Saturday, September 21, 2019

Dance Between Flames: Berlin Between the Wars by Alton Gill


BOOK REVIEW - FIVE STARS

Berliners were a divided lot, the idle rich were totally oblivious to the world collapsing around them and the under privileged were priced out of everything by run away inflation that would cost Germany and the world dearly under the thousand year Third Rich that only lasted twelve years.


Excerpts:

Six weeks into 1919, Kessler noted: “I was hauled off by acquaintances to a place where you can dance until dawn. There are hundreds like it in Berlin now. The best description of this second phase of the revolution...is “dancing on a volcano”
Greater Berlin had fewer than 100,000 inhabitants. The rises in population were due less to births than to migration, as people came to the industrial centre from the land to seek better work. There is an old saying that most true Berliners actually come from Silesia, but city records show that the majority then came from the province of Brandenburg. By 1925, the total population of Greater Berlin had reached four million.
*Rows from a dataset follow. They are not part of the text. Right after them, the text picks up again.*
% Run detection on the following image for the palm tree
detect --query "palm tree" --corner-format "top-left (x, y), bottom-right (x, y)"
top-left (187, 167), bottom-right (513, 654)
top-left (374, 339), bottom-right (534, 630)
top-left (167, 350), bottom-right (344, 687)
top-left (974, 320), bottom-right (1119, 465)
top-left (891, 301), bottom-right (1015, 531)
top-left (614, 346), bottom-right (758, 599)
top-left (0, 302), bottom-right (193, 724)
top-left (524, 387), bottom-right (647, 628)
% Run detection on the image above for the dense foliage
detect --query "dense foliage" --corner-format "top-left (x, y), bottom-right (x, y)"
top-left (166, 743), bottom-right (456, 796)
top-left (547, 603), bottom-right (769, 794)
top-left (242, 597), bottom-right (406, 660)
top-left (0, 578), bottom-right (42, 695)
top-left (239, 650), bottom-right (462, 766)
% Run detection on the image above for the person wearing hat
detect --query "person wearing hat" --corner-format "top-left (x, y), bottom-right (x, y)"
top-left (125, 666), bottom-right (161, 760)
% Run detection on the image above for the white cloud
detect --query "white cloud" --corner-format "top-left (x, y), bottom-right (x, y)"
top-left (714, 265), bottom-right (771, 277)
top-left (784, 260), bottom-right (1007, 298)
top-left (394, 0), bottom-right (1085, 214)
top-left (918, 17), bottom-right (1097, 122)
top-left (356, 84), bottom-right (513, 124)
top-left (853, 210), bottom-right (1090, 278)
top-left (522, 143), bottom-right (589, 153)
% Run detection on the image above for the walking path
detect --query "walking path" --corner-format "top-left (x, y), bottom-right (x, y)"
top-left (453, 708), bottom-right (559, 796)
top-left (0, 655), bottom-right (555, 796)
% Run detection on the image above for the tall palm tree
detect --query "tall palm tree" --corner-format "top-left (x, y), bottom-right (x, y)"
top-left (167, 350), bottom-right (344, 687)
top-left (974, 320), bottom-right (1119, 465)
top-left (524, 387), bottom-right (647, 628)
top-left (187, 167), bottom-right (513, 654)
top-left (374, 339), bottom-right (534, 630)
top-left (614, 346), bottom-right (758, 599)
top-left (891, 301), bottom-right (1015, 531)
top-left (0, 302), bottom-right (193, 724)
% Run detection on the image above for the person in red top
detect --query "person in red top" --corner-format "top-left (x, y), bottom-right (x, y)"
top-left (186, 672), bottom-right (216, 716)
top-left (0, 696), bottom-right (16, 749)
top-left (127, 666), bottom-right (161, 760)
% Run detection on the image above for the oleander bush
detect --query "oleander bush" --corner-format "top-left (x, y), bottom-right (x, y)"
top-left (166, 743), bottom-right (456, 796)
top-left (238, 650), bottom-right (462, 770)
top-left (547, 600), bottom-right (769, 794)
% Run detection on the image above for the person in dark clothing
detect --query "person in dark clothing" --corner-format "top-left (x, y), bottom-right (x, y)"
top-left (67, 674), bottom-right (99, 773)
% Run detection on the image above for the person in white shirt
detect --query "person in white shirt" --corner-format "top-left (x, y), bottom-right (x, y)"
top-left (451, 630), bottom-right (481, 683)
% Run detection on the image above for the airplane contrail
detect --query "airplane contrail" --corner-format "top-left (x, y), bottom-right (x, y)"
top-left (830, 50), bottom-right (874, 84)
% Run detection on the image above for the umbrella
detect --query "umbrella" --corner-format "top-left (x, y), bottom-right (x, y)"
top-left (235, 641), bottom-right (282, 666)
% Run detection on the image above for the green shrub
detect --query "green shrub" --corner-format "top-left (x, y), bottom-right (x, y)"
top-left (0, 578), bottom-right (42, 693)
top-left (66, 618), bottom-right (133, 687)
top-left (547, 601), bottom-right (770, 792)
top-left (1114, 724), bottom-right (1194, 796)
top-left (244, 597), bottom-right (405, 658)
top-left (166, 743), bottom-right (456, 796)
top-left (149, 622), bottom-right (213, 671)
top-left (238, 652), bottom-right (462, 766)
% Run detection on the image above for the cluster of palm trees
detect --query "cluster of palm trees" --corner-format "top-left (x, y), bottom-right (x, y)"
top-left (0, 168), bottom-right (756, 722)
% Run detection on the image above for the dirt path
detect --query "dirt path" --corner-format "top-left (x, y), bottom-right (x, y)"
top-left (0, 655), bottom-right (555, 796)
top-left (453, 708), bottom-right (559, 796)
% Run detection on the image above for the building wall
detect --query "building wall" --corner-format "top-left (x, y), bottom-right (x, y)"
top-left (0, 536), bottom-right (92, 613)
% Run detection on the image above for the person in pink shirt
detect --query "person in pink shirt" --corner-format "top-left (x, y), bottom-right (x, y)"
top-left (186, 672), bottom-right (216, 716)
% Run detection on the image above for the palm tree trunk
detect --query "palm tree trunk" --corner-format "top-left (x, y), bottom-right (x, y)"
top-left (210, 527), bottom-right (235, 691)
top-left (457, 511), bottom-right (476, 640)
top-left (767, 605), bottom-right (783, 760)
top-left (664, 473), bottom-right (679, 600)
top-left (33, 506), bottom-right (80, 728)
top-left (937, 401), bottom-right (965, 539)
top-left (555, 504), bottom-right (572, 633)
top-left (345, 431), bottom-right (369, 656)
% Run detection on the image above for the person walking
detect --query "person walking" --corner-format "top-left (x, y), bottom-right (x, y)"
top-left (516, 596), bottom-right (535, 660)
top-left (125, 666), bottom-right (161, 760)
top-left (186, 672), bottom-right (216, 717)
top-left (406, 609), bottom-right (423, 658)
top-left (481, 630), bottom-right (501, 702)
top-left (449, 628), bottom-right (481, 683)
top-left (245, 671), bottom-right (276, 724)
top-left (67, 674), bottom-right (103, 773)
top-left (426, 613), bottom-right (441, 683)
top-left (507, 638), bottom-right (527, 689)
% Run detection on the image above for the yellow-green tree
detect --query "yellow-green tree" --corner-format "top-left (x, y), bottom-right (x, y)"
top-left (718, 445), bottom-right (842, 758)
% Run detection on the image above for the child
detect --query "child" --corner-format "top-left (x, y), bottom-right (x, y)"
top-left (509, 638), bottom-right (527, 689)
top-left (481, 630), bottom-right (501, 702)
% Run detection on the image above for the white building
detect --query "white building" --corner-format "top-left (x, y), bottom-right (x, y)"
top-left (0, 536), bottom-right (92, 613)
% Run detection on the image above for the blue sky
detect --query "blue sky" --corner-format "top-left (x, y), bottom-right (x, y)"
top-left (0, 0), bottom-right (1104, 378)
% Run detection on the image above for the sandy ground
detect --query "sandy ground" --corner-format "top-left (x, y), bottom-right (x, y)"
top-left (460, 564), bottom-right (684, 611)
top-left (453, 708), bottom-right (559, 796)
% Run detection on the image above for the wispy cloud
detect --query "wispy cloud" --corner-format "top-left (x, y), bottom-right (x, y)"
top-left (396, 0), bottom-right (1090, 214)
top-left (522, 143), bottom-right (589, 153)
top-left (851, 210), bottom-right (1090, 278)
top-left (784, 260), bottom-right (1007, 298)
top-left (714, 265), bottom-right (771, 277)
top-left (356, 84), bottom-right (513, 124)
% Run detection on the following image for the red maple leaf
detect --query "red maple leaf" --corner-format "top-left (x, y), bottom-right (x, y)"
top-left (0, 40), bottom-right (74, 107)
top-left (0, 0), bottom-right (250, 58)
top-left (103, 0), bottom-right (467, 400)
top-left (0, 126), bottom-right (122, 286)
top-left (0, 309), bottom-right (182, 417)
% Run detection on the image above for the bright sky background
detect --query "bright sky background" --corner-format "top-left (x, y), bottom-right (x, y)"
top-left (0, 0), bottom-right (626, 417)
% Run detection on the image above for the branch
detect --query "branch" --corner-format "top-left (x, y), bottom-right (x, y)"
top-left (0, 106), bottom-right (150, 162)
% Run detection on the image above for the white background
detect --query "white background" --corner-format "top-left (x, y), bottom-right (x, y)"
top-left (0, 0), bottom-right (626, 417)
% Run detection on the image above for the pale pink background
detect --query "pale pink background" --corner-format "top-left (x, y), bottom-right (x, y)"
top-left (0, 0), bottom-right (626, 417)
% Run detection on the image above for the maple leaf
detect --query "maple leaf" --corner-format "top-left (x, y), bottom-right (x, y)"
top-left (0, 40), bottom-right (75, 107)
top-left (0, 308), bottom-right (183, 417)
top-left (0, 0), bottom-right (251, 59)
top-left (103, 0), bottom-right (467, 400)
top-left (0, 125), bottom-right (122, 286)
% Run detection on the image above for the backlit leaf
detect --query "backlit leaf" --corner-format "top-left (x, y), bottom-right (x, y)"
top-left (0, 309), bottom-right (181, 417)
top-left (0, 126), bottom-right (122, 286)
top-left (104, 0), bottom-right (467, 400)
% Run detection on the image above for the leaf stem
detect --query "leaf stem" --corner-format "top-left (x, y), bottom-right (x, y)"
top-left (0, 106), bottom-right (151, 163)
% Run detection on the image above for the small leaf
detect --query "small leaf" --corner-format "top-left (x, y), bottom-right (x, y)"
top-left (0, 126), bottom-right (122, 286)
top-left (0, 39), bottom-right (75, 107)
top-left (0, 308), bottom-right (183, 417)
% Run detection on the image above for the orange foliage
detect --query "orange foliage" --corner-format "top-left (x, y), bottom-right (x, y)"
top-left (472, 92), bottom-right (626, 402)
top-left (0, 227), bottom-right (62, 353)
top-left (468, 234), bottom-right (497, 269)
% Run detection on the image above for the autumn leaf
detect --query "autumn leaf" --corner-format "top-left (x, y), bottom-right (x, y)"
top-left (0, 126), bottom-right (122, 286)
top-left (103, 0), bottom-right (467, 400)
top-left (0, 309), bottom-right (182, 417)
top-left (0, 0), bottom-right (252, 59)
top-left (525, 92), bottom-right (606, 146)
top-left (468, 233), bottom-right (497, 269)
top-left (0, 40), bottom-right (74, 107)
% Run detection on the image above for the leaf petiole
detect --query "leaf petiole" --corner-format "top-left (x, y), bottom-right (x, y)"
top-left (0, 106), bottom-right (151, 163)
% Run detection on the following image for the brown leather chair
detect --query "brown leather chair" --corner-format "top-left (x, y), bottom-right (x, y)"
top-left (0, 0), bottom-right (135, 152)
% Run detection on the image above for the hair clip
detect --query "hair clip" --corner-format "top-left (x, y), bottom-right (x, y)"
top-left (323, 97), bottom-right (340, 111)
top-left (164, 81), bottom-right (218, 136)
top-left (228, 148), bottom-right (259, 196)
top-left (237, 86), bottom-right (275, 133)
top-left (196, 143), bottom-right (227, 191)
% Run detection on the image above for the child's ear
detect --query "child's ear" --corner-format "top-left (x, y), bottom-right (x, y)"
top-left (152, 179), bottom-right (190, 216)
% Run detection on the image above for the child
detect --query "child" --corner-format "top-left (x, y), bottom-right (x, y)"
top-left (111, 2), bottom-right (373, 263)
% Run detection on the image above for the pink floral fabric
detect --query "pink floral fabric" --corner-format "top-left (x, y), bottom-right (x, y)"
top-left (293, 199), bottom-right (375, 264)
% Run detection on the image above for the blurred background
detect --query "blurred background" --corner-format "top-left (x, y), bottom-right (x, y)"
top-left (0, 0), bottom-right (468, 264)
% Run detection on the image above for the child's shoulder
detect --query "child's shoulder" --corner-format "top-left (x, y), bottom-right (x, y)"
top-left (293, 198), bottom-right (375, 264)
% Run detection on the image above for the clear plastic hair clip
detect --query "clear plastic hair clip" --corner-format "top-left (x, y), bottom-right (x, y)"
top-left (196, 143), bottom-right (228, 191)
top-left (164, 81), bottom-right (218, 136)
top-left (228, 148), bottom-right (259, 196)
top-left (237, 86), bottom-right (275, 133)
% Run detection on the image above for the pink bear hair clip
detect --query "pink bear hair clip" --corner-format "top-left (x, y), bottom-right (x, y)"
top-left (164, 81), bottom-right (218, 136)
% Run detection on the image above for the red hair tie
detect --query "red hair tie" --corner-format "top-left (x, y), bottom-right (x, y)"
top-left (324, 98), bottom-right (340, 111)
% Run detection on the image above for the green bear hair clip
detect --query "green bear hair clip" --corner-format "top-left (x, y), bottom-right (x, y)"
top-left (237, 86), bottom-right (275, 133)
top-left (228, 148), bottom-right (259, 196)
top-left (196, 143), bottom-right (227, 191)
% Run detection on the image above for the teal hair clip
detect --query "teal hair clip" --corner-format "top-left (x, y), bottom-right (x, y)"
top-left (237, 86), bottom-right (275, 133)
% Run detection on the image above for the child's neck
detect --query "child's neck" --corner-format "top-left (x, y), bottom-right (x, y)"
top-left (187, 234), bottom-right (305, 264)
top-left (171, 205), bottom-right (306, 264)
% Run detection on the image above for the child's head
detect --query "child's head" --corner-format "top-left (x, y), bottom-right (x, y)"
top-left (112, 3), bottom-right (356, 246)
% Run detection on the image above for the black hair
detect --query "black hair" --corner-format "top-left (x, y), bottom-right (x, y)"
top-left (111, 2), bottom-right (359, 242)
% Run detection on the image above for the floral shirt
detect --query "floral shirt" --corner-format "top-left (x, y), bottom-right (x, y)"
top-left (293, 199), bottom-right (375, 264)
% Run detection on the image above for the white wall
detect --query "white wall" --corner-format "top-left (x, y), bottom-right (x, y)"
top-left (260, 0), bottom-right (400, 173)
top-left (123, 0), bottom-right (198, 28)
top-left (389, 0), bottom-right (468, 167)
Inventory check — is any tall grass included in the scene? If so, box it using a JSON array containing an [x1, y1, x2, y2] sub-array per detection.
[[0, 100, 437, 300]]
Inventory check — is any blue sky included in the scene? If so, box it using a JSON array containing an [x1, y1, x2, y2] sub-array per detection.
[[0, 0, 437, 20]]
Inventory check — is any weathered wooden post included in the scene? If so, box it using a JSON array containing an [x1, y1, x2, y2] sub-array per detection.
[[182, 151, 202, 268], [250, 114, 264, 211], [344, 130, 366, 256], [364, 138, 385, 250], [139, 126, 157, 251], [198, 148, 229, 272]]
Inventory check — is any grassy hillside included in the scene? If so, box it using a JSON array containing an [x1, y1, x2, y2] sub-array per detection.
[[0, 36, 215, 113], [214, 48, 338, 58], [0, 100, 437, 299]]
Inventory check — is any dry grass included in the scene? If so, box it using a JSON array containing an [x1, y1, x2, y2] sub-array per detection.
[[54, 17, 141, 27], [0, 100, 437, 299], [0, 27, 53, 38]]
Inflation run away destabilized confidence in anything government
The day of Rathena’s murder, the mark stood at 300 to the dollar. By 6 July the rate was 450. The middle classes, those who had savings, trembled. Patriotic, though misguided, investment in War Loans during the First World War had cost many families their futures. Now, what remained seemed threatened with being wiped out along with any faith in received values, ethical, material or moral. By the middle of January 1923 the mark stood at 10,000 against the dollar; by the end of the month, 50,000. At this point the State Bank intervened and forced the rate down, but it could not stem the tide for long. By May the mark was down again, to 70,000 to the dollar: by the end of June it was 150,000. By August the dollar stood at 1 million marks, and the banks were issuing 46 billion marks a day. By the end of September, the rate had risen to 160 million. The Ullstein newspaper presses were commandeered to print money. The figures on banknotes were overprinted as million mark notes became billion mark notes. Currency in circulation rose to 44 trillion marks. The government was accused of deliberately allowing inflation to skyrocket in order to avoid repaying foreign debts and reparations at par value.

Anyone who hadn’t left by 1933, he said, was de facto a Nazi.



While offering all the attractions of the earlier youth movements, these Nazi organizations also indoctrinated children and turned them against rebellious or controversial parents.